In 1968, California voters elected Ronald Reagan governor.  Twelve years later, Reagan was president of the United States.

In 1978, California voters passed Prop 13, a referendum amending the state constitution to lower property taxes and require a 2/3 vote of the state legislature to raise any taxes.  By 1990, the national Republican party split when Pres. George H. W. Bush’s broke his “No New Taxes” campaign pledge to sign a budget deal to reduce the federal deficit.  In 1993, Pres. Clinton’s budget passed without a single Republican vote—because it raised taxes (and eventually led to budget surpluses).

That’s why if Republicans are really interested in confronting the challenges they face as a national party, they should venture onto the (very liberal) website of The American Prospect and read Harold Meyerson’s commentary on the results from last Tuesday’s election in the Golden State—because what happens in California is often a harbinger of what will happen in the rest of the country.

First, the cold hard facts:

“Now, the Democrats…have become the first party with two-thirds representation in both houses (of the state legislature) since 1933. Their victories Tuesday in legislative races were just the most surprising of a string of successes. Democrats also appear to have picked up four congressional seats, extending their margin in the state’s 53-members congressional delegation to a 38-to-15 lead over the Republicans. President Barack Obama and Senator Dianne Feinstein each won re-election by roughly 20 percentage points, and the party prevailed in its main initiative battles–for Governor Jerry Brown’s Proposition 30, which levies tax increases on the rich to forestall further cuts to the state’s schools, and against Proposition 32, which would have curtailed unions’ ability to fund their election-season campaigns.”  […snip…]

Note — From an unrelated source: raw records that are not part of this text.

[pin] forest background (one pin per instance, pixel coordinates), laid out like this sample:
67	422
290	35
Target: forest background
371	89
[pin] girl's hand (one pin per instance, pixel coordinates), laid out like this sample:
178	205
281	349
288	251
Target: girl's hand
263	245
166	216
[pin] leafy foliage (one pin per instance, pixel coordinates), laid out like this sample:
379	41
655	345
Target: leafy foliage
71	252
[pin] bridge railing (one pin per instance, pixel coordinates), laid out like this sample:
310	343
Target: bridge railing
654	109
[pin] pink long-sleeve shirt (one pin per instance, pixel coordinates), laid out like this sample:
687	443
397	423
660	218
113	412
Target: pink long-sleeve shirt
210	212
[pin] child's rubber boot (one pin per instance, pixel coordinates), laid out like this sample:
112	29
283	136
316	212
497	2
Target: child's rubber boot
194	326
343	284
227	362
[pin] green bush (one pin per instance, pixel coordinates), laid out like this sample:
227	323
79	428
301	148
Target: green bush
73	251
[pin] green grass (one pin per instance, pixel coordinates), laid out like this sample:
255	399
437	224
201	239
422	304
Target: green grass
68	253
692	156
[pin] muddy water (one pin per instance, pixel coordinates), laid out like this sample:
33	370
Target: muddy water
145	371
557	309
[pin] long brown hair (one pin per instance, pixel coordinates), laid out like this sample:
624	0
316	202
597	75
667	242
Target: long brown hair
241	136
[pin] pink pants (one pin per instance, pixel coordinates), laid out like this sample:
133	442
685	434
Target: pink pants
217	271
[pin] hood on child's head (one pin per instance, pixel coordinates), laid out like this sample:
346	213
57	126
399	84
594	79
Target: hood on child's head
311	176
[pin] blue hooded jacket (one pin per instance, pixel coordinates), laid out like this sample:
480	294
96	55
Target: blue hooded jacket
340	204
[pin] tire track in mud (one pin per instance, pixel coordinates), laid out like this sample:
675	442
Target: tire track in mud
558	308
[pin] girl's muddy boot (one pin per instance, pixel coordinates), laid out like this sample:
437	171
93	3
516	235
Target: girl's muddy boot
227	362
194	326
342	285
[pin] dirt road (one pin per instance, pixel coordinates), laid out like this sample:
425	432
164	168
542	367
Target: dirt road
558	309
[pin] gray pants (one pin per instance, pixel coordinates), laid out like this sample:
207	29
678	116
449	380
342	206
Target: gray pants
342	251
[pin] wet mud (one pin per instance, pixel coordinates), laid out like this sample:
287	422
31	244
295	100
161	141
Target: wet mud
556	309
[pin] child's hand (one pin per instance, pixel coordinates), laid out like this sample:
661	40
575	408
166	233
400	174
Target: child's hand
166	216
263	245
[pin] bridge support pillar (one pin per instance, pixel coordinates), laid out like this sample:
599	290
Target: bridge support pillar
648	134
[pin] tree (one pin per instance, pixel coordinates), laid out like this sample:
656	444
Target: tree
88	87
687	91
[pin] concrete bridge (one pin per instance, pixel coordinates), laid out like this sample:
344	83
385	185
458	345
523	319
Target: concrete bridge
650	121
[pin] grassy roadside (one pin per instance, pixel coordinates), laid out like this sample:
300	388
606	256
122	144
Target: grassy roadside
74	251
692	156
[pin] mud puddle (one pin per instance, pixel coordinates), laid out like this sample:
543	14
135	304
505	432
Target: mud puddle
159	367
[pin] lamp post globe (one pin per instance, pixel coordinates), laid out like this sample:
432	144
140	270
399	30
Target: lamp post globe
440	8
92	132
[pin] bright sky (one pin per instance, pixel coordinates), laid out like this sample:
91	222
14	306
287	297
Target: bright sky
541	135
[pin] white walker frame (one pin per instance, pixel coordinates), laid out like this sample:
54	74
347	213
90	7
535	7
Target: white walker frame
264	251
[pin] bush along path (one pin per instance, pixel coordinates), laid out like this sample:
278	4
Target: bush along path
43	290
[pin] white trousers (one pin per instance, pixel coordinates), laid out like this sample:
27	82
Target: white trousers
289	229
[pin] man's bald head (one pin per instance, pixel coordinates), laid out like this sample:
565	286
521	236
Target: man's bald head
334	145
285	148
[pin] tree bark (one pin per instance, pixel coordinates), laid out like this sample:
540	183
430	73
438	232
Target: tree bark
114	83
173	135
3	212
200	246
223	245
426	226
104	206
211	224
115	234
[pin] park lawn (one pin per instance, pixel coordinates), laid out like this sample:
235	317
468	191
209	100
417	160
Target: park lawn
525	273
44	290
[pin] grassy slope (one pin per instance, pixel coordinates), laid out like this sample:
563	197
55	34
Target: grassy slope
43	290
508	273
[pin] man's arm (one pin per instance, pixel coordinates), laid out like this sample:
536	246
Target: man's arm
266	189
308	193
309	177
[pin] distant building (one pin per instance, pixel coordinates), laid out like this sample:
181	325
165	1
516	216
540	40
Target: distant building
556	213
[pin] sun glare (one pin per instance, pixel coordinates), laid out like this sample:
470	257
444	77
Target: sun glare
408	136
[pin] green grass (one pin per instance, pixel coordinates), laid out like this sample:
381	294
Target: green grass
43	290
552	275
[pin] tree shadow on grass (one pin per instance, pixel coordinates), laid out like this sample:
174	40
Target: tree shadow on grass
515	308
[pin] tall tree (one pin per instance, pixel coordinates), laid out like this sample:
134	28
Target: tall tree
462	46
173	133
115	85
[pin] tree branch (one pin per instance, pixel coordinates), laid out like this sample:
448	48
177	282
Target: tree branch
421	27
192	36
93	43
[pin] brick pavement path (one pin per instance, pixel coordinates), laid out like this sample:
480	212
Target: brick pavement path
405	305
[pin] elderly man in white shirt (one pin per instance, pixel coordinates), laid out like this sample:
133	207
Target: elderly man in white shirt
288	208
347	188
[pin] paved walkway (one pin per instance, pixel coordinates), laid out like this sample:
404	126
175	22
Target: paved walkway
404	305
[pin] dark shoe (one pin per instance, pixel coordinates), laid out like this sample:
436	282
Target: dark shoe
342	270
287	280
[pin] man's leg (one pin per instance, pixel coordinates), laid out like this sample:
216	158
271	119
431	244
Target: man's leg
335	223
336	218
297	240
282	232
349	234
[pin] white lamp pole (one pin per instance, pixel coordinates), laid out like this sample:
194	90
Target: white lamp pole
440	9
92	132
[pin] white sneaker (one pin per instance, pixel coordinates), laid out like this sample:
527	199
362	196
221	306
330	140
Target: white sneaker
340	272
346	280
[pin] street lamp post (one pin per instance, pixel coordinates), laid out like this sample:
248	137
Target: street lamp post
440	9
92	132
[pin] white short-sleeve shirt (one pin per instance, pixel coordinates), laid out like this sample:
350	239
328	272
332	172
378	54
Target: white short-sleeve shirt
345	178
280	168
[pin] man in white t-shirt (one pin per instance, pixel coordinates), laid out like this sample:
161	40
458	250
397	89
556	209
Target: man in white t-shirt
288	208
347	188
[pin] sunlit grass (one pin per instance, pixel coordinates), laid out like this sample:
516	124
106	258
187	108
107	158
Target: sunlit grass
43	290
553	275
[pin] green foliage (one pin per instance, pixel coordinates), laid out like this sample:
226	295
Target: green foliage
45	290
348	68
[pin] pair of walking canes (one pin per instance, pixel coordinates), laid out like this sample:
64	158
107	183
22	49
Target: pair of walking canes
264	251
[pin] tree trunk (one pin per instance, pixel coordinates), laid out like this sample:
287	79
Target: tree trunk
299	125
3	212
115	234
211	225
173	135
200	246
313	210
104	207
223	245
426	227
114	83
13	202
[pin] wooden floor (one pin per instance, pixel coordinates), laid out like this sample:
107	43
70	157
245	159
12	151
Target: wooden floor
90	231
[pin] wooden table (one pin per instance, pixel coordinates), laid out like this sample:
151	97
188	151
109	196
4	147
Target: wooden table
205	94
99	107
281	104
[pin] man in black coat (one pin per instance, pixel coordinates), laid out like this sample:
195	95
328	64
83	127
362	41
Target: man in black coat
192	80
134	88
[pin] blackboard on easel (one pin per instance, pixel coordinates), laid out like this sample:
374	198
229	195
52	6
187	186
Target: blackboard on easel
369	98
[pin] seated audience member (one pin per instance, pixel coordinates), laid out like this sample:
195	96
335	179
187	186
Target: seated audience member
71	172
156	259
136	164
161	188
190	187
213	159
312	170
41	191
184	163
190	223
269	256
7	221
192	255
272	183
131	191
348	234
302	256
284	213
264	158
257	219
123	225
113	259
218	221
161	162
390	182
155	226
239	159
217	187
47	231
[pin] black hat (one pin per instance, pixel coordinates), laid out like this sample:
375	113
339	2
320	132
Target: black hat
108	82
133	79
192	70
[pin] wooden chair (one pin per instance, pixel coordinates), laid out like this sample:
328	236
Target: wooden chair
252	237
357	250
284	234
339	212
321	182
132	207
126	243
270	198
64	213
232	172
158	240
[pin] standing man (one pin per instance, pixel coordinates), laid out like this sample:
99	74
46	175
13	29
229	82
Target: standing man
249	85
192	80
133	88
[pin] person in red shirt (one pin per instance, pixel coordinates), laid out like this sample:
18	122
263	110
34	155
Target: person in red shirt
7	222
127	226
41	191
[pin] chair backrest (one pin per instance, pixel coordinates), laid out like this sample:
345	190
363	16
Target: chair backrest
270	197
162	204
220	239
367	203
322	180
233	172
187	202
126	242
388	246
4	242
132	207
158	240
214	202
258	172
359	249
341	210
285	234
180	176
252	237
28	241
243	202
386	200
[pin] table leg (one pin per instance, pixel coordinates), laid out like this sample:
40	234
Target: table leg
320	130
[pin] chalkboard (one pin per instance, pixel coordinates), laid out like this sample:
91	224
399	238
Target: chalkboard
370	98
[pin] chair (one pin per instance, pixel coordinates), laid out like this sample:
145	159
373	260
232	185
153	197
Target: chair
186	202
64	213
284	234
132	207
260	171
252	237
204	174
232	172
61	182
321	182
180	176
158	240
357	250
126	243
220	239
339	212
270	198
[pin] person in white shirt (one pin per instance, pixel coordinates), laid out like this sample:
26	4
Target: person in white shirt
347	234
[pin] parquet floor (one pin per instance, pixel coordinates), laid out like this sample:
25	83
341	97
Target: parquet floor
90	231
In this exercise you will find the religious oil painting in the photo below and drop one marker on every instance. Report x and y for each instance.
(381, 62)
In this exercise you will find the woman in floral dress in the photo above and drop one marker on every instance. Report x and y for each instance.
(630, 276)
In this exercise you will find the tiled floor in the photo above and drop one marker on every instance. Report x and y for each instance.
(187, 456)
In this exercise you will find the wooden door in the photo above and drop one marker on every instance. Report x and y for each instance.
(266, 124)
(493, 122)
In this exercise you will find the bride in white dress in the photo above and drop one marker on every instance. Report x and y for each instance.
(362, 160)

“The Democrats’ domination of America’s mega-state is now nearly total. All the statewide elected officials are Democrats; the federal and state legislative delegations are overwhelmingly Democratic; all the state’s major cities have Democratic mayors (retiring Democratic congressman Bob Filner wrested San Diego from Republican hands on Tuesday).”

Second, the fundamental political facts that changed California over the past two decades:

“What changed the state, of course, was immigration….It took a couple of decades before these changes were registered in the state’s electorate, but the latest election figures are little short of stunning. According to the networks’ exit poll of Tuesday’s election, the state’s share of Latino voters rose from 18 percent to 22 percent between 2008 and 2012, while the share of Asian voters nearly doubled, from 6 percent to 11 percent, between those two elections. For the past decade, California has been a state with a minority-white population, but it’s close to becoming a state with a minority-white electorate. This year, the white share of state voters, which stood at 65 percent in 2004 and 63 percent in 2008, fell to just 55 percent.”  […snip…]

“That’s only half the story of California’s transformation, though. The other half is what one party did to attract support from these new Californians and what the other party did to repel it.

California’s transformation goes back to 1994, when Governor Pete Wilson, a Republican running behind in his re-election campaign, began to promote a ballot measure, Proposition 187, which would have denied all public services–including even the right to attend public schools–to undocumented immigrants and their undocumented children….A court soon struck down most of 187’s provisions. The state’s Latinos turned with vengeance against the California Republican Party. And, just as the ad predicted, they kept coming–into the Democratic ranks.”

Meyerson concludes by posing the dilemma faced by the national Republican Party today:

In theory, Republicans around the nation, brooding over their defeats, could learn some things from their California brethren’s descent into oblivion. Whether the lesson they take to heart is how to avoid the Golden State’s GOP’s fate or how to replicate it remains to be seen.